Per decenni i personaggi e le storie LGBTQIA+ sono state quasi inesistenti o, al massimo, ridotte a macchiette stereotipate asservite al canovaccio narrativo per dare una nota simpatica e di colore al racconto. Ora le cose sembrano essere cambiate e una nuova generazione di sviluppatori e giocatori queer sta trovando se stessa (e gli altri) nel medium videoludico.
Il cambiamento, insomma, è il primo sintomo di civiltà.
Secondo una recente indagine condotta da Ukie (la Association for United Kingdom Interactive Entertainment) ben il 21% di tutte le persone che lavorano nell'industria dei videogiochi del Regno Unito, si identifica come LGBTQIA+. Fino a poco tempo fa questa affermazione identitaria non veniva (meglio, non poteva essere) riversata nelle opere che raggiungevano il pubblico. Come ben sappiamo, per lungo tempo software house e publisher hanno propugnato uno stereotipo talmente imperante da diventare dogma: protagonisti maschi, preferibilmente caucasici, eterosessuali che sparano a tutto ciò che si muove.

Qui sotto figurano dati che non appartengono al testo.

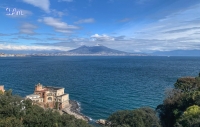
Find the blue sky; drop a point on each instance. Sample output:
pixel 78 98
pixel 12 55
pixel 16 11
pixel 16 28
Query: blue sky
pixel 126 25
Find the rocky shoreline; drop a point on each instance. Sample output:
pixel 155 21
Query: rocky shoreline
pixel 74 109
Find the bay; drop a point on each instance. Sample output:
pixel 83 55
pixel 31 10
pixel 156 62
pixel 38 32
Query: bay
pixel 102 85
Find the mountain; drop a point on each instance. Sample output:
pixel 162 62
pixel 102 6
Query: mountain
pixel 178 53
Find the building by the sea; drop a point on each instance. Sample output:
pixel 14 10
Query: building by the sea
pixel 48 96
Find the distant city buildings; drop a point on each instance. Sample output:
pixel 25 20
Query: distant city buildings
pixel 11 55
pixel 48 96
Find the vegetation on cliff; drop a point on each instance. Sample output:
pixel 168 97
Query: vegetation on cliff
pixel 16 112
pixel 180 108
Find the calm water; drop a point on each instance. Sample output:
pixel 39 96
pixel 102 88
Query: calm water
pixel 102 85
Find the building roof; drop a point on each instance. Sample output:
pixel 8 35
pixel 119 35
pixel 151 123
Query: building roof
pixel 53 88
pixel 63 95
pixel 33 96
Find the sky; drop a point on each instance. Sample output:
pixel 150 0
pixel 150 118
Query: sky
pixel 126 25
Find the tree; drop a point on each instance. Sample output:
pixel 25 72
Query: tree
pixel 190 118
pixel 142 117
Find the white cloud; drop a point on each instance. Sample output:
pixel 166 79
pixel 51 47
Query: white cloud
pixel 26 47
pixel 42 4
pixel 97 37
pixel 27 28
pixel 58 25
pixel 58 13
pixel 89 20
pixel 176 31
pixel 65 0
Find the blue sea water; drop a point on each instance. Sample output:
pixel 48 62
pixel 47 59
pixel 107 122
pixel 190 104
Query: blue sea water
pixel 102 85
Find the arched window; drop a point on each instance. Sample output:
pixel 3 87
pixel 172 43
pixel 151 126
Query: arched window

Le cose, da qualche tempo, stanno cambiando e il medium videoludico inizia a rispecchiare la realtà al di fuori dei pixel. In quanto opera avanzatissima dell’ingegno umano non sarebbe potuto essere altrimenti, in effetti. Il videogioco, imbrigliato per lungo tempo entro granitici recinti, ha iniziato ad abbracciare i mutamenti della società, divenendo in qualche modo specchio e megafono; un amplificatore per far sentire voci che prima venivano sovrastate da un rumore bianco estremamente pervasivo.